[BEAM-4794] Move SQL and SQL Nexmark to the schema framework by reuvenlax · Pull Request #5956 · apache/beam

reuvenlax · 2018-07-16T03:46:36Z

This PR move SQL and Nexmark to the new schema framework.

Advantages:

SQL now works seamlessly on PCollection as long as UserType has a schema (which is simple for POJOs and Java Beans)
Row conversion for POJOs and Java Beans should be more efficient than the old version.
We now fully recursive and array fields in POJOs and Java Beans; these did not work previously in SQL.
A large amount of code is now deleted - InferredRowCoder, all the Nexmark ModelAdaptor code)

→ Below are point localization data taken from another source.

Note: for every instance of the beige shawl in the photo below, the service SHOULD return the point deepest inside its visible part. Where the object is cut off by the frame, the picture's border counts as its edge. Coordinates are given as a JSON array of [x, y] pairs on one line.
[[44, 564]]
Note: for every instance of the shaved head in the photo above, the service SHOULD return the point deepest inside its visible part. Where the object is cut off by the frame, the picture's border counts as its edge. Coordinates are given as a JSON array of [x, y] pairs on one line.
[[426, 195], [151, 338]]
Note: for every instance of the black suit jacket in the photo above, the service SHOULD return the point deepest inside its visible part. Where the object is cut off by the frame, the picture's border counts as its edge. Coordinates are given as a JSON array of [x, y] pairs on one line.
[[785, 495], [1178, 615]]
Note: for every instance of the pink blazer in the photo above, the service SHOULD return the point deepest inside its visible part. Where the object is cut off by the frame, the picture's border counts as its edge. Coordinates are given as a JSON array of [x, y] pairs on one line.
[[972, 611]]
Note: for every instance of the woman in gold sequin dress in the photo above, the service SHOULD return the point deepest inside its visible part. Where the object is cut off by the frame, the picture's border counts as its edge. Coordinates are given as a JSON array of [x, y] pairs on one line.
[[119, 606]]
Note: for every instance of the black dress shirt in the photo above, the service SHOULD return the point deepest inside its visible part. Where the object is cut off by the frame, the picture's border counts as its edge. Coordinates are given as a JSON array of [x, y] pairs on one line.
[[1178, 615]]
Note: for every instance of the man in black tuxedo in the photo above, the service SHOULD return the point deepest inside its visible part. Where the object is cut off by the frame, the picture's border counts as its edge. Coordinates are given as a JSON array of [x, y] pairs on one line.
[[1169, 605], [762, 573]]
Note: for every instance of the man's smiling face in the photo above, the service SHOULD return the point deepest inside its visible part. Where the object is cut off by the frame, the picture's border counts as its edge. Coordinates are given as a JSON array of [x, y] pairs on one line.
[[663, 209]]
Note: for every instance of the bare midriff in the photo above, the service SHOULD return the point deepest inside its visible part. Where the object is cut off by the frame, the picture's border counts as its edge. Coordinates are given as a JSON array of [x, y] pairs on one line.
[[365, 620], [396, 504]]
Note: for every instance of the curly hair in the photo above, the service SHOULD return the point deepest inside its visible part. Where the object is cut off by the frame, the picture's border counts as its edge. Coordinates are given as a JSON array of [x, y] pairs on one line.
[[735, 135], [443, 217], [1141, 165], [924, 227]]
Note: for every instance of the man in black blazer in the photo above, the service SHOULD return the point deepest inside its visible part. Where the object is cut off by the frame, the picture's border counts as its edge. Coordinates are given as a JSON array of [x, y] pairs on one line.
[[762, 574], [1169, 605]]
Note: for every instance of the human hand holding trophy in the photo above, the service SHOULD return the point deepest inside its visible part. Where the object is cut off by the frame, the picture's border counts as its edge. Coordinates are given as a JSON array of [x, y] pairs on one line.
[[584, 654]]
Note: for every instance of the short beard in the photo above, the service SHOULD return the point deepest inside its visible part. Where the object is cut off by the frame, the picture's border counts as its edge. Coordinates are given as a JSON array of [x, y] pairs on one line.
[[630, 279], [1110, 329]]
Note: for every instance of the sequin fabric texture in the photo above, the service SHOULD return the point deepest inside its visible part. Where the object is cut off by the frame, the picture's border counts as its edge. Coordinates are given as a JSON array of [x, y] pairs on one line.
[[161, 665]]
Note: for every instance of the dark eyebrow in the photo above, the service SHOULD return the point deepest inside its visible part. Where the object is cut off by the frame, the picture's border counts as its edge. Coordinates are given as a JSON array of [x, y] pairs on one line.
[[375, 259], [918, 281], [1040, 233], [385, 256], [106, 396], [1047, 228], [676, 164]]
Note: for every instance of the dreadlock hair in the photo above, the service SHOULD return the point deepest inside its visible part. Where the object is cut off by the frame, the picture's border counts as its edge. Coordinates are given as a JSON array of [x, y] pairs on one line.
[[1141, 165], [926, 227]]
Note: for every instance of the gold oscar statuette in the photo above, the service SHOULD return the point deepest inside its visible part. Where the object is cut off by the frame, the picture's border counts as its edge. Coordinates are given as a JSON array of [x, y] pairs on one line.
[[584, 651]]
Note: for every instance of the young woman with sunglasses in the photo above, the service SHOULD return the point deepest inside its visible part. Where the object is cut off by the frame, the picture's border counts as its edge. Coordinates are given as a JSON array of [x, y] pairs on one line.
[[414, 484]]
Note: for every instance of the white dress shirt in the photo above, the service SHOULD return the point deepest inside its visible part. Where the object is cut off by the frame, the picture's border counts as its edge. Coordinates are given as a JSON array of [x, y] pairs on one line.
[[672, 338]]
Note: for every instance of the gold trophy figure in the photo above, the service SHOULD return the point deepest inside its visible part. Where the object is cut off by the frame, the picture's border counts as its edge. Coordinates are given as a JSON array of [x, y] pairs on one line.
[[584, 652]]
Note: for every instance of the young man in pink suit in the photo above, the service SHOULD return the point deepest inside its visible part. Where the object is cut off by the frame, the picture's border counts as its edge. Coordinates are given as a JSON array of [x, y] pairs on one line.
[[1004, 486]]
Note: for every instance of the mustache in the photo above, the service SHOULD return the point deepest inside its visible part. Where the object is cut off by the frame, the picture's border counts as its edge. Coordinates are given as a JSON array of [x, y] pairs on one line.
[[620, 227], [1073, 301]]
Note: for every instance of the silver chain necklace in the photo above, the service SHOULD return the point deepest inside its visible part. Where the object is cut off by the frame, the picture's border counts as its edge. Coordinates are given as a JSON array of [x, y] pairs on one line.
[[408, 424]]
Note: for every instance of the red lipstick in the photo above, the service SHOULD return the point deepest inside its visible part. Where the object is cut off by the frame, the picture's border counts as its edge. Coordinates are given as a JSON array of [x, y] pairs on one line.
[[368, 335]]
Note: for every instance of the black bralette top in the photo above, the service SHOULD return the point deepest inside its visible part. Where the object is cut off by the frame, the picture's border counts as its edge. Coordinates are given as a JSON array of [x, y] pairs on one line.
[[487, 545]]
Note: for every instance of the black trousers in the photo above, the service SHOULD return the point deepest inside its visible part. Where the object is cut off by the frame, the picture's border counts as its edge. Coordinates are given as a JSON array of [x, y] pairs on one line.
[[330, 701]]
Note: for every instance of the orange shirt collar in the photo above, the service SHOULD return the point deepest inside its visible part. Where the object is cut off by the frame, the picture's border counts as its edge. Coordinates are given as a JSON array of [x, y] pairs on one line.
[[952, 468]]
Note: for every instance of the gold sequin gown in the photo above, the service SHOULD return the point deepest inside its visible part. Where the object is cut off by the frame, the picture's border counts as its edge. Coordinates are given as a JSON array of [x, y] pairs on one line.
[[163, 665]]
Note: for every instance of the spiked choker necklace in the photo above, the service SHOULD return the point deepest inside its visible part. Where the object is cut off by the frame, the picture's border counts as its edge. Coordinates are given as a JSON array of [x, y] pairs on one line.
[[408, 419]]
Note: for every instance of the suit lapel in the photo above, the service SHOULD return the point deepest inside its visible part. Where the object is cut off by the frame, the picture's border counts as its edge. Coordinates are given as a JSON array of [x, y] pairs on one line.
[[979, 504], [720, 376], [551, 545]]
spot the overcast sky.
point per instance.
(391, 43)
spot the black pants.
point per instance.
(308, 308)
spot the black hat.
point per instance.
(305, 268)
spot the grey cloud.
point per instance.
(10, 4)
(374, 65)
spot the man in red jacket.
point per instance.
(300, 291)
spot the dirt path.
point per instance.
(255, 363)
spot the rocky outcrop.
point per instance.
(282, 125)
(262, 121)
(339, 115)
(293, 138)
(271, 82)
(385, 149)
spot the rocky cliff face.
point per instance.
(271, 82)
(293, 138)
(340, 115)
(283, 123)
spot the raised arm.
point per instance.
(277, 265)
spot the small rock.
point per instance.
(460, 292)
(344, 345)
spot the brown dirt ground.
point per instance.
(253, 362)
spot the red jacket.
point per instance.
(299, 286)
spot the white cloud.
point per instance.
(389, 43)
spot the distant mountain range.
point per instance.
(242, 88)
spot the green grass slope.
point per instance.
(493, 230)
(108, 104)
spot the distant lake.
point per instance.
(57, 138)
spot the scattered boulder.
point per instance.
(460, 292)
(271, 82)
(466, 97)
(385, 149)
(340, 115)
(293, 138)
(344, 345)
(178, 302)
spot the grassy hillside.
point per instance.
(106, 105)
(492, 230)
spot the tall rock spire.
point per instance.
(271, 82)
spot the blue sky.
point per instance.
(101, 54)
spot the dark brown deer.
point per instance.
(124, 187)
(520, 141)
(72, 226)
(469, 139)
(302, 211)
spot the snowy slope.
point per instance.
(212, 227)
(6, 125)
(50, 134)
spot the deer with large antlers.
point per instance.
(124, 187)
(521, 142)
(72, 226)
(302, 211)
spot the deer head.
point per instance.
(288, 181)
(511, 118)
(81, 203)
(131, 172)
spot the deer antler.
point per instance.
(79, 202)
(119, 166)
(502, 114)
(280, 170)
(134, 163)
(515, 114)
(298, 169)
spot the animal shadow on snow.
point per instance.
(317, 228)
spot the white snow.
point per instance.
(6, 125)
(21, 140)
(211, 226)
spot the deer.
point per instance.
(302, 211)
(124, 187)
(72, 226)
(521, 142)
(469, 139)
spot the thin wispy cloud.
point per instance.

Note: this can not be merged until schemas are enabled for all major runners (BEAM-4793). A PR is currently out for review to make schemas work for all runners except for the Gearpump runner.

R: @apilloud

echauchot · 2018-07-16T08:03:02Z

This is cool to see the first (AFAIK) real-pipeline use of the schema PCollection framework !

apilloud

About half of the change is just reformatting so I might have missed something there, but LGTM.

apilloud · 2018-07-16T22:06:11Z

sdks/java/core/src/main/java/org/apache/beam/sdk/transforms/JsonToRow.java

                    }
                  }))
-          .setCoder(schema.getRowCoder());
+          .setSchema(schema, SerializableFunctions.identity(), SerializableFunctions.identity());


This pattern all over the place is kind of annoying. How about adding a setSchema(schema) function that uses the new of(Schema schema) so we don't have to repeat this pattern all over the place?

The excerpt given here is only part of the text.